Every so often people ask me the question how should they estimate memory consumption by MySQL Server in given configuration. What is the formula they could use.
The reasons to worry about memory usage are quite understandable. If you configure MySQL Server so it uses too small amount of memory it will likey perform suboptimally. If you however configure it so it consumes too much memory it may be crashing , failing to execute queries or make operation to swap seriously slowing down. On now legacy 32bit platforms you could also run out of address space so that had to be watched as well.
Having said so, I do not think looking for the secret fomula to compute your possible memory usage is the right approach to this problem. The reasons are – this formula is very complex nowadays and what is even more important “theoretically possible” maximum it provides have nothing to do with real memory consumptions. In fact typical server with 8GB of memory will often run with maximum theoretical memory usage of 100GB or more. Furthermore there is no easy “overcommit factor” you can use – it really depends on application and configuration. Some applications will drive server to 10% of theoretical memory consumptions others only to 1%.
So what could you do instead ? First take a look at global buffers which are allocated at start and always where – these are key_buffer_size, innodb_buffer_pool_size, innodb_additional_memory_pool_size, innodb_log_buffer_size, query_cache_size. If you’re using MyISAM seriously you can also add the size of Operation System cache you would like MySQL to use for your table. Take this number add to it number of memory Operation System and other applications need, add might be 32MB more for MySQL Server code and various small static buffers. This is memory which you can consider used when you just start MySQL Server. The rest of memory is available for connections. For exampe with 8GB server you might have everything listed adding up to 6GB, so you have 2GB left for your threads.

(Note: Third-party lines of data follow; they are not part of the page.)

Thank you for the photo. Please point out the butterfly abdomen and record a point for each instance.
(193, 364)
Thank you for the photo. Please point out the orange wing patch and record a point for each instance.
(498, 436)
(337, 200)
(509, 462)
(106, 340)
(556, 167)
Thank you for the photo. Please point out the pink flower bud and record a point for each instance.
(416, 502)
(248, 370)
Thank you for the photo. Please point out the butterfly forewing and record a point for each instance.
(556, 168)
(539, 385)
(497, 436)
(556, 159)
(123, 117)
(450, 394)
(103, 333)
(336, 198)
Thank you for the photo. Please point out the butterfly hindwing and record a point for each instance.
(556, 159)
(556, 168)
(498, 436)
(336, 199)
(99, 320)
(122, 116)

Each thread connecting to MySQL server will needs its own buffers. About 256K is allocated at once even if thread is idle – they are used by default thread stack, net buffer etc. If transaction is started some more space can add up. Running small queries might only barely increase memory consumption for given thread, however if table will perform complex operations such as full table scans, sorts, or need temporary tables as much as read_buffer_size, sort_buffer_size, read_rnd_buffer_size, tmp_table_size of memory might be allocated. But they are only allocated upon the need and freed once given stage of query is done. Some of them are allocated as single chunk at once others, for example tmp_table_size is rather maximum amount of memory MySQL will allocate for this operation. Note it is more complicated than once may think – multiple buffers of the same type might be allocated for exampe to handle subqueries. For some special queries memory usage might be even larger – bulk inserts may allocate bulk_insert_buffer_size bytes of memory if done to MyISAM tables. myisam_sort_buffer_size used for ALTER TABLE, OPTIMIZE TABLE, REPAIR TABLE commands.
For OLTP applications with simple queries memory consumption is often less than 1MB per thread with default buffers, and you really do not need to increase per thread buffers unless you have complex queries. Sorting 10 rows will be as fast with 1MB sort buffer as with 16MB (actually 16MB might be even slower but it is other story).

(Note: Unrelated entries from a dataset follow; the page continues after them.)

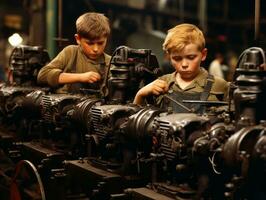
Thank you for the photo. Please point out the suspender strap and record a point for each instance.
(207, 88)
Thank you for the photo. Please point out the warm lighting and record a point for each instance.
(15, 39)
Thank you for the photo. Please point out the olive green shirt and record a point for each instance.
(219, 90)
(65, 61)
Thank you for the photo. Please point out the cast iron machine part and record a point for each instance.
(129, 70)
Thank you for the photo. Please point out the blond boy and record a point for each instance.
(185, 44)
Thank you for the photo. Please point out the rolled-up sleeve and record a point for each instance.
(49, 74)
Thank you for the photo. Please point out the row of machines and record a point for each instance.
(78, 146)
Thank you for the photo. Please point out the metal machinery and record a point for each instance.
(88, 148)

Another approach you may take is to come up with amount of memory you want MySQL Server to consume at peak. This can be easily computed by memory needed for OS, File Cache and other applications. For 32bit envinronment you also should keep 32bit limits into account and probably limit “mysqld” size to about 2.5GB (exact number depens on a lot of factors). Now you can use “ps aux” to see VSZ – Virtual Memory allocated by MySQL process. You can also look at “Resident Memory” but I find it less helpful as it may down because of swapping – not what you would like to see. Monitor how the value changes so you know memory requirements with current settings and increase/decrease values appropriately.
Some may say, Hey we want to have 100% guarantee our server will never run out of memory, no matter which queries or users will decide to run. Unfortunately this is as much close to impossible to be impractical. Here is why:
List of rarely considered MySQL Server Memory Requirements
I do not pretend this to be complete list. On the contrary I’m quite sure I’ve missed something (drop me a note if you have something to add). But the main point is – there are a lot of memory consumers out where and trying to find peak possible usage for each is impractical – so my advice would be measure what you get in practice and how memory consumption reacts to changing various variables. For example you may find out increasing sort_buffer_size from 1MB to 4MB and 1000 max_connections increases peak memory consumption just 30MB not 3000MB as you might have counted.